At least the rest of the drinks selection was decent, with the usual soft drinks, juices, local and imported beers, and assorted New Zealand wines.
The wine selection featured:
- Villa Maria 2021 Sauvignon Blanc (4.0★)
- Villa Maria 2019 Pinot Noir (3.7★)
- Vidal Reserve 2018 Merlot-Cabernet Sauvignon (3.6★)
- Vidal Reserve 2020 Chardonnay (3.6★)
- Dulcet NV Sparkling Wine (3.2★)
What really surprised me is that despite Christchurch being the secondary gateway to New Zealand, the F&B selection was much smaller than that of the Auckland Domestic Lounge. There were fewer hot food options, a smaller range of wines, and no barista-made coffee. I know which one I’d rather hang out at.
Showers & Toilets
The Christchurch International Lounge has just two showers, although that doesn’t pose much of an issue at the moment since all flights depart in the morning, and Christchurch doesn’t get much in the way of international connecting traffic. There’s no shower attendant to assign rooms or buzzers; it’s first-come-first-serve.

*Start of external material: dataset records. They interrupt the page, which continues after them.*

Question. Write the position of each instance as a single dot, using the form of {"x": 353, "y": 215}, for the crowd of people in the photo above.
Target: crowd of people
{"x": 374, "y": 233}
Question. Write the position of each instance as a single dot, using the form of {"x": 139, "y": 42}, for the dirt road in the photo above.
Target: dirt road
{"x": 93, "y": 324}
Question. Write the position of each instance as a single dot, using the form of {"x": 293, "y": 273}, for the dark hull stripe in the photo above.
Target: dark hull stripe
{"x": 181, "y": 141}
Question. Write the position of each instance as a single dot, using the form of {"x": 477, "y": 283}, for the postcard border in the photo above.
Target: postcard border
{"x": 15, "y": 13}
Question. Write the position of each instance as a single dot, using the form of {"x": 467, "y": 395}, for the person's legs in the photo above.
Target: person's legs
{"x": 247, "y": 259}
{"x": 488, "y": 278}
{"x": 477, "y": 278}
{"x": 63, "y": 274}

Shower rooms are functional, if a little blandly designed- this wouldn’t be out of place in a hospital bathroom, come to think of it.
Water pressure was decent, and shower amenities were by Antipodes, a premium New Zealand skincare brand.
The Air New Zealand International Lounge in Christchurch gets the job done, but it comes off as woefully inadequate when compared to the Domestic Lounge in Auckland. Yes, a domestic lounge features a wider selection of food and wines, barista service and more showers (7 vs 2).
I suppose the thought process is that Auckland sees a lot more international to domestic connecting traffic, and therefore the Domestic Lounge in Auckland serves as a sort of arrivals lounge. Christchurch International Airport, on the other hand, would see lower volumes of domestic to international connections, and connecting passengers would be transferring from short-haul flights where showers and such aren’t really a priority.
In any case, the Christchurch International Lounge is hardly flagship material, so adjust your expectations accordingly.